Teresa Lee: living healthy and stronger after tobacco use

Teresa Lee


According to a study conducted by Health.com, living healthy and longer is as easy as making a few lifestyle changes.  The study identified four unhealthy behaviors—smoking, drinking too much alcohol, not exercising, and not eating enough fruits and veggies—that can hustle you into an early grave, and, in effect, age you by as many as 12 years.

One of the leading unhealthy behaviors is the use of tobacco. Tobacco is one of the most popular carcinogens affecting humans.  Tobacco has about 70 different chemicals in it which are known to cause cancer by damaging a human’s DNA.

The good news is, according to data from the Centers for Disease Control and Prevention, cigarette smoking among U.S. adults has been reduced by more than half since 1964, yet remains the leading preventable cause of disease and death in the United States. It kills more than 480,000 Americans each year. For every person who dies this year from smoking, there are over 30 Americans who continue to live with a smoking-related disease.

The goal of the Striving to Live Healthier series is to monthly highlight an employee(s) who are engaging in some form of healthy activity, or has made adjustments to their diet to live healthier.  As part of our monthly series, Louisville Parks and Recreation is proud to highlight Teresa K. Lee, Historic Site Supervisor, Riverside, the Farnsley-Moremen Landing.

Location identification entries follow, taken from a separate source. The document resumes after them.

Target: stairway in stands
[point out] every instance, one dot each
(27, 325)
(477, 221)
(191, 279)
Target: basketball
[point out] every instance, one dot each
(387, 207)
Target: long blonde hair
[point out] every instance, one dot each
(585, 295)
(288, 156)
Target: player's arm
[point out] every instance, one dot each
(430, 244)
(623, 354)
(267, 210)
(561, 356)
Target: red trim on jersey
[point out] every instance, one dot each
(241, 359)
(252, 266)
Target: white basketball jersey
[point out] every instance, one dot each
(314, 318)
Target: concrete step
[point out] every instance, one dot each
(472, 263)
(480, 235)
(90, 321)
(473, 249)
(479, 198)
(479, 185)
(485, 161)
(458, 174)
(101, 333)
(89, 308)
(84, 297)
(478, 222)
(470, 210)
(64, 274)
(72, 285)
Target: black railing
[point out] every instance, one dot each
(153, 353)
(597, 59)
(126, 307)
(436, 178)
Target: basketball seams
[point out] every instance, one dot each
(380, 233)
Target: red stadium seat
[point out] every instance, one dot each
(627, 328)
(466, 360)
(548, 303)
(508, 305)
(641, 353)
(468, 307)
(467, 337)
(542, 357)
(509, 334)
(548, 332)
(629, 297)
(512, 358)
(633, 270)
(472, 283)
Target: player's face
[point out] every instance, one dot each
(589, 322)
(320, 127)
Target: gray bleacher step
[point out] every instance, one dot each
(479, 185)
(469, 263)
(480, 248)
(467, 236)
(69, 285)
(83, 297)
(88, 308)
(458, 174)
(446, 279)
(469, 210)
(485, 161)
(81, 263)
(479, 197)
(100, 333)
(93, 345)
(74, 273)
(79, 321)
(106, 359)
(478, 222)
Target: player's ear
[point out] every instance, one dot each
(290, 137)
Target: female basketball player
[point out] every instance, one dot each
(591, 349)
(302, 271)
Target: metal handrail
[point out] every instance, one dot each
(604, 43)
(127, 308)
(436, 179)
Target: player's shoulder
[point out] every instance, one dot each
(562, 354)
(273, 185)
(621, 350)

Teresa was a seasonal employee from 2013 to 2014, and joined the department full-time last May.

After 25 years of smoking, Teresa decided last fall that enough was enough.  After several attempts in the past, she was confident she wasn’t going to fail this time.  Her family had long been encouraging her to quit, and recently she began noticing that smoking was taking a toll on her health.  So, she set a goal, and has stuck with it so far

“I feel so much better.  I sleep better, run faster and longer.  I have more energy, and have noticed an improvement in my skin,” said Teresa.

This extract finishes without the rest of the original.